This dataset contains information on all 802 Pokemon from all Seven Generations of Pokemon. The information contained in this dataset include Base Stats, Performance against Other Types, Height, Weight, Classification, Egg Steps, Experience Points, Abilities, etc. The information was scraped from http://serebii.net/.

Each row contains the complete information of one Pokemon and the following are the meanings of each column -

  • name: The English name of the Pokemon

  • japanese_name: The Original Japanese name of the Pokemon

  • pokedex_number: The entry number of the Pokemon in the National Pokedex

  • percentage_male: The percentage of the species that are male. Blank if the Pokemon is genderless.
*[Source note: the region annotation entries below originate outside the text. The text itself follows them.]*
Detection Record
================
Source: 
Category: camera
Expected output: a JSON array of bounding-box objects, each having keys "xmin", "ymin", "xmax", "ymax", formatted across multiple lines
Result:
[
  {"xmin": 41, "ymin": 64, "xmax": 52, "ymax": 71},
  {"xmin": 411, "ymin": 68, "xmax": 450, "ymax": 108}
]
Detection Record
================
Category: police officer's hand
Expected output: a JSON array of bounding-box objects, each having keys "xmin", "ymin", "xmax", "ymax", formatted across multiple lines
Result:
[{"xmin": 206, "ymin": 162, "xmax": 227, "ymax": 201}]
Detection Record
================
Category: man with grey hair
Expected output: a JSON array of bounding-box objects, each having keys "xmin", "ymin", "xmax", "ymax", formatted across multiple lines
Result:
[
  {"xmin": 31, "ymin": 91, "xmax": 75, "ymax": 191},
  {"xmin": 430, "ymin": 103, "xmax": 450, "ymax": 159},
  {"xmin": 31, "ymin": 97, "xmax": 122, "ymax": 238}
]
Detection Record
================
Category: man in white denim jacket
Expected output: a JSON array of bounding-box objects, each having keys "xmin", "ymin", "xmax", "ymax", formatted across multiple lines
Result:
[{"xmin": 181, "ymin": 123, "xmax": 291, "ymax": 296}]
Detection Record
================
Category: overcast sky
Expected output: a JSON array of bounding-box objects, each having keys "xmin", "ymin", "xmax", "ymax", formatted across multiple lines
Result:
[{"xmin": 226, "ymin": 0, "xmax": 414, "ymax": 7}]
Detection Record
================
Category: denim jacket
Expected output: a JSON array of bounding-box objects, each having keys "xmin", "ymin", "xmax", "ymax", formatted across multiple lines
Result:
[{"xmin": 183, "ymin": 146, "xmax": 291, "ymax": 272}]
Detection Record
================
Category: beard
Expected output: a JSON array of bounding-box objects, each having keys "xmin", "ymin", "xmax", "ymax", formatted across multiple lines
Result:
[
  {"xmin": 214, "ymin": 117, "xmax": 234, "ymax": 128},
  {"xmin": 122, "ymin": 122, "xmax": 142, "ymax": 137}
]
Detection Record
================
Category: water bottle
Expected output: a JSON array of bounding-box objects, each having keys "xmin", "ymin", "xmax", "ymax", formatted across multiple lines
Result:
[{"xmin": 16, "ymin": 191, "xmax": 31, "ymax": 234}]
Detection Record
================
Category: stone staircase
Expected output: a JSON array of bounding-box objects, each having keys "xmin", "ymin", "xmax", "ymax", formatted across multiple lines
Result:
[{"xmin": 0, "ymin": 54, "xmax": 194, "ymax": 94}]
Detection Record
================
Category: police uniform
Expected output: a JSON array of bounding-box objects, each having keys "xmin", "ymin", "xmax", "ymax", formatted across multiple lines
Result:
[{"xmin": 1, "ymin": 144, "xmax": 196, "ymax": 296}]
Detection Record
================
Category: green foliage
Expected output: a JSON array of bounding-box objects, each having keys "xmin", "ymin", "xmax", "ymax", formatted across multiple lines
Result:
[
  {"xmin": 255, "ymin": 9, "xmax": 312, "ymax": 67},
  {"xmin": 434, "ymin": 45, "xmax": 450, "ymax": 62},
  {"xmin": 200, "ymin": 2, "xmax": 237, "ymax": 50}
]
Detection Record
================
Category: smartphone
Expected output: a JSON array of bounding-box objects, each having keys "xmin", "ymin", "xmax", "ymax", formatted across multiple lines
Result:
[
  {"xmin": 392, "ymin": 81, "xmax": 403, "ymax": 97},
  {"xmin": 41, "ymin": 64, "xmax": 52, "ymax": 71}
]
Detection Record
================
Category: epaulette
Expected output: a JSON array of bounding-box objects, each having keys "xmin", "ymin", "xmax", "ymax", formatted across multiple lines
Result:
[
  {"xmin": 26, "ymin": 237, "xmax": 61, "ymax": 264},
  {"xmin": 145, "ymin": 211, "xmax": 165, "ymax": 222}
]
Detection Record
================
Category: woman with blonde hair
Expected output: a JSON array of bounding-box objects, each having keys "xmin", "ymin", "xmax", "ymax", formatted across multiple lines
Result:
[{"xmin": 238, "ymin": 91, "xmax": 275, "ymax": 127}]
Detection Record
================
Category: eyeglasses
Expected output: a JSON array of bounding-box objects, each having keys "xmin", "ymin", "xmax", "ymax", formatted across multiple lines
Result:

  • type1: The Primary Type of the Pokemon

  • type2: The Secondary Type of the Pokemon

  • classification: The Classification of the Pokemon as described by the Sun and Moon Pokedex

  • height_m: Height of the Pokemon in metres

  • weight_kg: The Weight of the Pokemon in kilograms

  • capture_rate: Capture Rate of the Pokemon

  • base_egg_steps: The number of steps required to hatch an egg of the Pokemon

  • abilities: A stringified list of abilities that the Pokemon is capable of having

  • experience_growth: The Experience Growth of the Pokemon

  • base_happiness: Base Happiness of the Pokemon

  • against_?: Eighteen features that denote the amount of damage taken against an attack of a particular type

  • hp: The Base HP of the Pokemon

  • attack: The Base Attack of the Pokemon

  • defense: The Base Defense of the Pokemon

  • sp_attack: The Base Special Attack of the Pokemon

  • sp_defense: The Base Special Defense of the Pokemon

  • speed: The Base Speed of the Pokemon

  • generation: The numbered generation which the Pokemon was first introduced

  • is_legendary: Denotes if the Pokemon is legendary.

3. The Tentative Plan for Visualization

  1. Briefly describe what data analyses (please the special note on statistics in the next section) and visualizations you plan to conduct to answer the research questions you proposed above.

    • I will be plotting different histograms, box plots, scatter plots and linear graphs to understand the correlation between select variables that are relevant to the research questions I have posed. For example - I can plot a histogram of legendary status vs primary and secondary types to understand which type has the most likeliness of being legendary.

    • I will also be conducting correlation analysis to identify the strength of the relationships between variables such as height, weight, type match ups, etc.

  2. Explain why you choose to conduct these specific data analyses and visualizations. In other words, how do such types of statistics or graphs (see the R Gallery) help you answer specific questions? For example, how can a bivariate visualization reveal the relationship between two variables, or how does a linear graph of variables over time present the pattern of development?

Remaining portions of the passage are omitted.